當天晚上,宿舍大廳的氣氛明顯不同了。雖然依然有人低頭滑手機,但不再是單純的漠然或敵意。有些人開始主動與外籍生交談,詢問他們的文化和需求。
管理站內,李小姐正在起草一份新的提案,標題是「促進跨文化理解與宿舍共融計劃」。這一次,她沒有立即歸檔或刪除,而是仔細地修改著每一個細節。
鄭姐意外地沒有開韓劇,而是靜靜地整理著文件,偶爾抬頭看看大廳內的景象。
在廚房裡,阿布杜和周凱文意外地再次相遇。
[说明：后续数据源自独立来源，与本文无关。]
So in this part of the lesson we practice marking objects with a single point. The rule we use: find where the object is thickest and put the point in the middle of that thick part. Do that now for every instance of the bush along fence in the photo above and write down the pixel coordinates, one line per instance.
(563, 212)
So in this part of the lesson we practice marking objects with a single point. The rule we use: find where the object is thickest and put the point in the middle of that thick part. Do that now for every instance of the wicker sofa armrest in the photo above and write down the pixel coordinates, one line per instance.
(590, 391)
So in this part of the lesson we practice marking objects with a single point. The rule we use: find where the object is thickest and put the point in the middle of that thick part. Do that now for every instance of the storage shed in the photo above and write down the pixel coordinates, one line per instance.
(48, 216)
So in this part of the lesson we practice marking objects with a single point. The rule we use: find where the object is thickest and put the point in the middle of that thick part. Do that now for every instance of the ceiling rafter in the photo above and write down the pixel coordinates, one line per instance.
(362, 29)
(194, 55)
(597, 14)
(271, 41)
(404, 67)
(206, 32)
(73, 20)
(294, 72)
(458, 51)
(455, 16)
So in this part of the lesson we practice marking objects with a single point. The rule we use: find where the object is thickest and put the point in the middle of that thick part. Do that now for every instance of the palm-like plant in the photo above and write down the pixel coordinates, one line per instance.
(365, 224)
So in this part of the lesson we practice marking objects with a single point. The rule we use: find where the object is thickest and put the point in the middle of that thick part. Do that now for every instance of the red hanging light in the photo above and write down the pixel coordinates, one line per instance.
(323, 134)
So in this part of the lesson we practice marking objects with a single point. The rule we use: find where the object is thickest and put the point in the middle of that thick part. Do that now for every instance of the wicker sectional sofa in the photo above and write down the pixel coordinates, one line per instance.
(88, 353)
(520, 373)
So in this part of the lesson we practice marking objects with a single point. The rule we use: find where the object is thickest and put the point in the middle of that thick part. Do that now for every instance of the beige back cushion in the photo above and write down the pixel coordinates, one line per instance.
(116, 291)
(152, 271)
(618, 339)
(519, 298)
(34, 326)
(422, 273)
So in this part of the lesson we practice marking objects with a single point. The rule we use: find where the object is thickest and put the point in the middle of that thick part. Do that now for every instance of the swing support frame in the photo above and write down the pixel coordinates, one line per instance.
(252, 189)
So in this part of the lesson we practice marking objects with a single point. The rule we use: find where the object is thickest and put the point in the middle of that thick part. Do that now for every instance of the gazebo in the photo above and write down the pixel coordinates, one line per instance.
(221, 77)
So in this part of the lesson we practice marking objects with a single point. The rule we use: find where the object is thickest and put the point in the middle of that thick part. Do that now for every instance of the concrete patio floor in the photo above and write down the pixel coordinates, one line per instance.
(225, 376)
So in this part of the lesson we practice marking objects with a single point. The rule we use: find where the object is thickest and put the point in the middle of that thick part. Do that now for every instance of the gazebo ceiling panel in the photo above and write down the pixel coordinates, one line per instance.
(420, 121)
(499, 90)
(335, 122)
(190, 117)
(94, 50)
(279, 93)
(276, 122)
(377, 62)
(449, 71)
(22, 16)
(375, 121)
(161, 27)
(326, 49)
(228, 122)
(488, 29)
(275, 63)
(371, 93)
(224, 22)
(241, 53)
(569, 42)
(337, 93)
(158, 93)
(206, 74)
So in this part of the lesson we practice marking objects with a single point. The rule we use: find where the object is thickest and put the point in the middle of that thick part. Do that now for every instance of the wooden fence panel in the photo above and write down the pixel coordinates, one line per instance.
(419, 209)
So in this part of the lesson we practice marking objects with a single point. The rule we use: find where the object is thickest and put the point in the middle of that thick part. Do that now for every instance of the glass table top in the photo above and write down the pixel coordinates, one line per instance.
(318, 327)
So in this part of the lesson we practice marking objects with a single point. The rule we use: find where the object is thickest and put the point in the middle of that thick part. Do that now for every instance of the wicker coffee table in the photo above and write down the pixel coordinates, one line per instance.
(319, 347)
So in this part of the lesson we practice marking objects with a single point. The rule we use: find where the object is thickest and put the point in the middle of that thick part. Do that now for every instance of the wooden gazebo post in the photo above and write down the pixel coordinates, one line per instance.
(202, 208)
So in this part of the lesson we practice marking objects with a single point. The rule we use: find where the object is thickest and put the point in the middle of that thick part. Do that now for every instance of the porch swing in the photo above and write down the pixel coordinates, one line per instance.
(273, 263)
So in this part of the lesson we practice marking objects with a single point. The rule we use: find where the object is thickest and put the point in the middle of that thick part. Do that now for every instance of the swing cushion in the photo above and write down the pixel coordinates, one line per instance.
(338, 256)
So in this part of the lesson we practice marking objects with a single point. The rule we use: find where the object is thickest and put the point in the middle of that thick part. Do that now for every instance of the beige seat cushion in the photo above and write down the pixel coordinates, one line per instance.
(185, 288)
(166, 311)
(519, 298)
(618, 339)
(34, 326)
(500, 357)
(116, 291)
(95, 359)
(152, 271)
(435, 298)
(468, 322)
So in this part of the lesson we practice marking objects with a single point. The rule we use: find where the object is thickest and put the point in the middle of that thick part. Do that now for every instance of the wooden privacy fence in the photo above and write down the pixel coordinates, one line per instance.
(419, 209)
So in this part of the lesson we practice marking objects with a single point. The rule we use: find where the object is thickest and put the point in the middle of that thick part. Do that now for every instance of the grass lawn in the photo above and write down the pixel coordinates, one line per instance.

這次,兩人沒有對峙,而是尷尬地點頭示意。
「關於你妹妹的事,我很抱歉,」阿布杜主動開口,「這系統確實有問題,但我們不該互相敵對。」
周凱文沉默片刻,最終嘆了口氣:「也許你是對的。聽證會上你們準備得很充分。」
「因為我們別無選擇,」阿布杜說,「沉默只會讓誤解加深。」
兩人沒有再多說什麼,但那種劍拔弩張的氣氛已經緩和了許多。
夜深人靜時,阿布杜再次來到大廳那張沙發上。但這次,他沒有打開Dcard看仇恨言論,而是開始撰寫一篇題為「我的台灣宿舍生活:從涼椅到聽證會」的文章。
他知道,改變不會一蹴而就,網路上的仇恨言論可能明天又會出現,偏見和誤解也不會一夜消失。但至少,他們已經踏出了第一步——從沉默到發聲,從邊緣到中心,從被定義到自我定義。
遠處,宿舍走廊的各國門牌依然靜靜地掛在那裡,但這一次,它們不再是隔閡的象徵,而是多元的見證。混合著泡菜、咖哩、臭豆腐的氣味依然在空氣中飄散,但這一次,它們不再是衝突的導火線,而是共融的開始。
在這個巴別塔式的校園裡,語言的障礙依然存在,但已經有人開始搭建理解的橋樑。而這,只是無數個故事中的一個章節,還有更多的對話等待展開,更多的改變等待發生。